One of the best-known philosophies, Originalism, holds that the meaning of the U.S. Constitution was fixed at the time of its enactment, and is now closely identified with Scalia, Sheppard said. While it’s often viewed as conservative, it could also be viewed as a liberal bent under certain circumstances, he added. “There’s no philosophical reason why these theories are conservative,” Sheppard said, about Originalism, adding, “Liberals would love Originalism if the country had been on a steady conservative slide since the day it was founded.” The bulk of the paper is devoted to Sheppard’s theory that bespoke legal services — such as negotiation, the creation of high-stakes legal documents and advocacy — will be more scarce in the future as a result of what he calls “premature disruption,” caused by technological innovation, business model innovation or both. In explaining that theory, Sheppard devotes a chunk of his paper to “natural language processing,” the technology used in various artificial intelligence tools including Google, Apple’s Siri, and IBM’s Watson, and which he believes will play a critical role in any disruption that occurs.

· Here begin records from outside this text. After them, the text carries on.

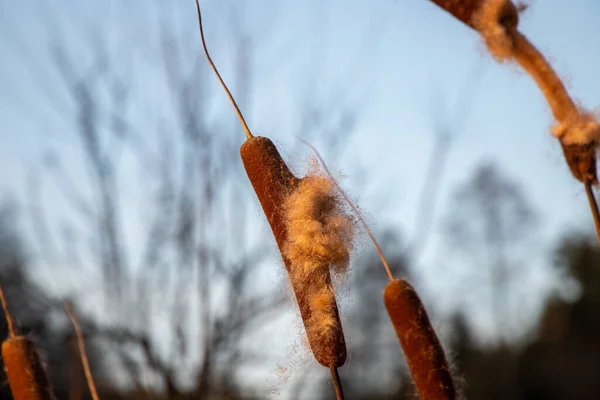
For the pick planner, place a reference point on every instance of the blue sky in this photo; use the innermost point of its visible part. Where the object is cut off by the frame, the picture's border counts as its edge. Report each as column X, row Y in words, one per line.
column 403, row 66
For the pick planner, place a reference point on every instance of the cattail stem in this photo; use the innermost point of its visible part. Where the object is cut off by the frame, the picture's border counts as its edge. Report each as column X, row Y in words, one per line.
column 337, row 383
column 84, row 359
column 593, row 206
column 422, row 348
column 216, row 71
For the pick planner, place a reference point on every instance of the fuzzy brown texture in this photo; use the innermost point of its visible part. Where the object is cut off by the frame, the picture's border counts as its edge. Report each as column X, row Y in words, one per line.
column 273, row 183
column 26, row 375
column 463, row 10
column 577, row 129
column 319, row 237
column 422, row 348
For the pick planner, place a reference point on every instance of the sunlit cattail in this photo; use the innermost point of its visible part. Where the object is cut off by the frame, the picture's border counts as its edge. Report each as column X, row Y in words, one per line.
column 422, row 348
column 26, row 375
column 577, row 129
column 312, row 233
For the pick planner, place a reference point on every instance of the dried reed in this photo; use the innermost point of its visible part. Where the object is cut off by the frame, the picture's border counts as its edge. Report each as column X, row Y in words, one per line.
column 423, row 351
column 26, row 375
column 311, row 231
column 422, row 348
column 577, row 129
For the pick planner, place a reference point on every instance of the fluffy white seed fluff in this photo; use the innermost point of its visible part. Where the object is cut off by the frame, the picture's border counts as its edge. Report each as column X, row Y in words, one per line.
column 319, row 239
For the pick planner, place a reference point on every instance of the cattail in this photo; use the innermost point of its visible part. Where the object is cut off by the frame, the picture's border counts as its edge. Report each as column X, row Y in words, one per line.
column 26, row 375
column 422, row 348
column 462, row 10
column 311, row 231
column 307, row 248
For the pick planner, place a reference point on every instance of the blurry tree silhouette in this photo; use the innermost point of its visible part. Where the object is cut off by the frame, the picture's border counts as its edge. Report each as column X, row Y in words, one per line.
column 489, row 223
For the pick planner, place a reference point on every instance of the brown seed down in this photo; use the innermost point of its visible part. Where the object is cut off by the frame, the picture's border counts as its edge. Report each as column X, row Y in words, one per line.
column 461, row 9
column 273, row 182
column 26, row 375
column 422, row 348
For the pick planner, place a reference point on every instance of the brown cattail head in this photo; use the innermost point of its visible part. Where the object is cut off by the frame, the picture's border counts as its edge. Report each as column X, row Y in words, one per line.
column 26, row 375
column 281, row 195
column 422, row 348
column 24, row 369
column 463, row 10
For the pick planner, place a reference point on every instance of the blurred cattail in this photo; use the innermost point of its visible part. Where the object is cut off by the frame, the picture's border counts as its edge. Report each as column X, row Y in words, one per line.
column 312, row 235
column 577, row 129
column 422, row 348
column 26, row 375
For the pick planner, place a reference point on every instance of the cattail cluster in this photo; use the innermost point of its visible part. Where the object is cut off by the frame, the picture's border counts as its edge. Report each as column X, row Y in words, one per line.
column 577, row 129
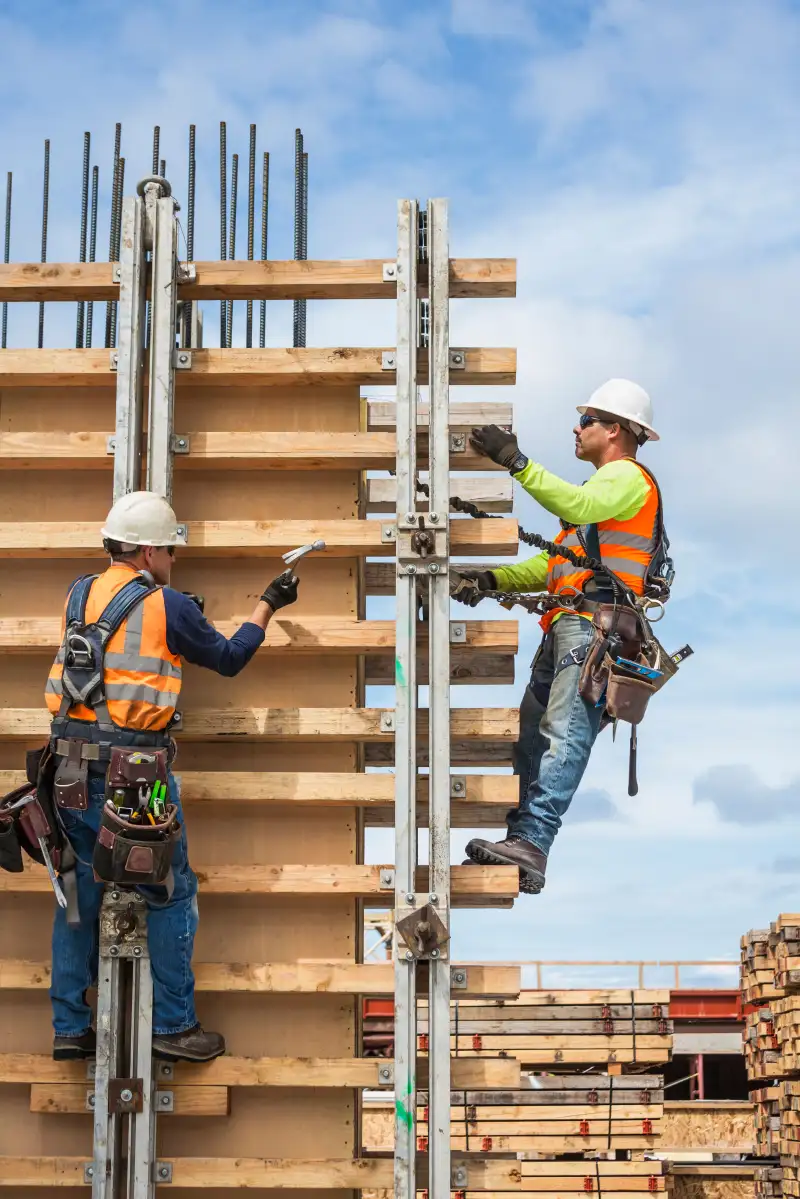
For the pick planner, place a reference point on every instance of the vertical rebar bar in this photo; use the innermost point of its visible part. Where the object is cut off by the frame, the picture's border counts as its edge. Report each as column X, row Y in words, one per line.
column 6, row 258
column 251, row 229
column 265, row 209
column 232, row 242
column 298, row 228
column 84, row 218
column 190, row 227
column 92, row 247
column 223, row 222
column 304, row 247
column 109, row 306
column 46, row 205
column 118, row 235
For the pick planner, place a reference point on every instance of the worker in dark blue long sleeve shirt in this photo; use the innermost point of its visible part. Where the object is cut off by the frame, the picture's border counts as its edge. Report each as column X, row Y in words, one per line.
column 119, row 699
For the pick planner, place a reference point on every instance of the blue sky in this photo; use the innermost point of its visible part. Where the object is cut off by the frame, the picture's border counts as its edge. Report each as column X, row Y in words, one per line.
column 641, row 161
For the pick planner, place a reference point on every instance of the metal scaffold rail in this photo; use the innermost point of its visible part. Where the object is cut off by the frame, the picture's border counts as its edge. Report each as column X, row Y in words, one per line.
column 422, row 921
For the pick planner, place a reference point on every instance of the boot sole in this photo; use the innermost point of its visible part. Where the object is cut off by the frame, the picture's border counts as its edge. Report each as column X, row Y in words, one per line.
column 530, row 881
column 164, row 1055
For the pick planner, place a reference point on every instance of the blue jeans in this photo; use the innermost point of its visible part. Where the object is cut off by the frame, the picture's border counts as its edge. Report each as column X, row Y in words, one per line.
column 172, row 925
column 557, row 731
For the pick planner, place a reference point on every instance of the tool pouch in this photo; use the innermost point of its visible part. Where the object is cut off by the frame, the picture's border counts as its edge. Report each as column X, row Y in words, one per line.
column 71, row 781
column 134, row 854
column 130, row 769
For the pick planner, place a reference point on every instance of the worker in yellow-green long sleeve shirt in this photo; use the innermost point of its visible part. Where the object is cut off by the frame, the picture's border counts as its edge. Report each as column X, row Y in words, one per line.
column 614, row 517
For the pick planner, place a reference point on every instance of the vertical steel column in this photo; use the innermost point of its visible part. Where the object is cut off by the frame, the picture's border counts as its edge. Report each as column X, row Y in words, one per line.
column 405, row 769
column 128, row 357
column 439, row 1181
column 161, row 379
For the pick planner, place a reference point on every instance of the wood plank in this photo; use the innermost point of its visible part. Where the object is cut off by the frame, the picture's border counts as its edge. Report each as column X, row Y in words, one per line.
column 308, row 634
column 254, row 538
column 53, row 1098
column 352, row 881
column 463, row 416
column 275, row 367
column 293, row 1072
column 275, row 279
column 293, row 723
column 491, row 494
column 467, row 669
column 335, row 977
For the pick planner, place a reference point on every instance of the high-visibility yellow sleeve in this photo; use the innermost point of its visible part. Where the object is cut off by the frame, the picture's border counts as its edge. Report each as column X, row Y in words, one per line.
column 615, row 492
column 528, row 576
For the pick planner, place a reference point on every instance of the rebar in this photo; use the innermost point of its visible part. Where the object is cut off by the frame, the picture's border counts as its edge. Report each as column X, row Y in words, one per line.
column 190, row 227
column 46, row 205
column 223, row 222
column 6, row 255
column 118, row 235
column 298, row 230
column 112, row 241
column 92, row 247
column 84, row 218
column 232, row 242
column 251, row 229
column 265, row 209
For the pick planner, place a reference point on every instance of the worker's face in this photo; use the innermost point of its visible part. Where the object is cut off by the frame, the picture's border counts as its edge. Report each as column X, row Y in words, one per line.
column 160, row 562
column 591, row 443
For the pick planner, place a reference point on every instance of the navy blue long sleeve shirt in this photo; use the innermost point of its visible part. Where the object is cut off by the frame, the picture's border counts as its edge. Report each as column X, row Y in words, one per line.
column 191, row 636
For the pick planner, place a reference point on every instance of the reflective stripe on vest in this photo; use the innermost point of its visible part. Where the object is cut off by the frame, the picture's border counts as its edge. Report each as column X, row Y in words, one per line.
column 142, row 676
column 626, row 547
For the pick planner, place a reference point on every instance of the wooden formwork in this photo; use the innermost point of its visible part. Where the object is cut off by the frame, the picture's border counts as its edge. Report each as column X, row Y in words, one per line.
column 272, row 761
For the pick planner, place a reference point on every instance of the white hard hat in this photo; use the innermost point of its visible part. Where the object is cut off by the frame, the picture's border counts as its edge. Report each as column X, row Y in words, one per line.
column 624, row 398
column 143, row 518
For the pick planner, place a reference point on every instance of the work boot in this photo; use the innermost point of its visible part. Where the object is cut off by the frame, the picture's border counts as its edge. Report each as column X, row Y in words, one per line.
column 74, row 1048
column 192, row 1044
column 512, row 851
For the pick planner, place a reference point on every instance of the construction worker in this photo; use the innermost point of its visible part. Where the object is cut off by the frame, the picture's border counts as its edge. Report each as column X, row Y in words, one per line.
column 614, row 517
column 140, row 685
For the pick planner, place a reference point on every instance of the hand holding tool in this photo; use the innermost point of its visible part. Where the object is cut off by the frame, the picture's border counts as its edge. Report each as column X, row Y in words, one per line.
column 499, row 445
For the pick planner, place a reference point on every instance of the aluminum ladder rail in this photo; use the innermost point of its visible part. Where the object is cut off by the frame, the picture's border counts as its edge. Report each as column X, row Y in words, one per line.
column 422, row 540
column 125, row 1085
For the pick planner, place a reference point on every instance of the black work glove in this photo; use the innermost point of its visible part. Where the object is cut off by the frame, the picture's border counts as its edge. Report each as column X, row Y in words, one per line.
column 470, row 588
column 282, row 591
column 500, row 446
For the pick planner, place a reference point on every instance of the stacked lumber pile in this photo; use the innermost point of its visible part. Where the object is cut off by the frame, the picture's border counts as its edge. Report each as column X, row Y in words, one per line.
column 566, row 1028
column 557, row 1114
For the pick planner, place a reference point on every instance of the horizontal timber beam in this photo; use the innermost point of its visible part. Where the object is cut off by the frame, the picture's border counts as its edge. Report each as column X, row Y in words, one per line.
column 252, row 451
column 275, row 367
column 486, row 797
column 368, row 883
column 463, row 415
column 294, row 723
column 256, row 1172
column 358, row 278
column 256, row 538
column 224, row 1072
column 331, row 977
column 312, row 634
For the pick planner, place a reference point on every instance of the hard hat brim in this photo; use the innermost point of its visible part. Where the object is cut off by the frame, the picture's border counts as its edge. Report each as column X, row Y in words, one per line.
column 648, row 428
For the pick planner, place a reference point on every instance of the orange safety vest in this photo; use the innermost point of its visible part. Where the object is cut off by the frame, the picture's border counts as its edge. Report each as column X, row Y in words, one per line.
column 626, row 547
column 142, row 676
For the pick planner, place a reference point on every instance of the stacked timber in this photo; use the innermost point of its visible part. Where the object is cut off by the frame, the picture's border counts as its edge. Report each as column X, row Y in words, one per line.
column 557, row 1114
column 566, row 1028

Loosely defined, natural language processing is the interaction between computers and human language, such as a computer’s ability to conduct textual analysis or understand speech. A particular branch of this technology, called the syntactical approach, has progressed the furthest, according to Sheppard. Used in Siri and other products, the syntactical technique “is agnostic as to meaning; it essentially searches for matching sequences of characters and sorts based on distance between matching sequences within documents or based on match frequency,” the paper explains. Thus, it struggles with “elementary interpretative tasks,” but it can parse texts and extract meaning. He situates various legal philosophies along a curve based on how easily they can be emulated using syntactical natural language processing. At the bottom of the curve, the legal philosophy that could be most easily emulated with existing technology is Naïve Textualism, or the idea that statutes can be understood by looking up their words in a dictionary.
Further along the curve, already partially available for automation, Sheppard placed the legal philosophy known as Originalism, most famously embraced by Scalia, which holds that the U.S. Constitution’s meaning was fixed at the time it was enacted. To the extent that Originalism envisions the law as having a fixed meaning in the past, Originalism can be more easily automated, the paper states. But Originalism also calls for an understanding of “the intent” of the people who wrote the Constitution, and thus requires a computer to understand complex contextual dimensions, such as the “perceived problems, goals, hopes or ideals” of original legislators, which makes it difficult to fully automate with the current technology. Living Constitutionalism, which involves evaluating principles according to their practicality, how well they promote democratic legitimacy and the evolving values of the present time, sits at the highest spot on the curve and is the least computer-friendly, the paper states. Eventually, natural language processing could emulate such philosophies, with more gray areas, but that technology is still years, if not decades away from being deployable, according to Sheppard.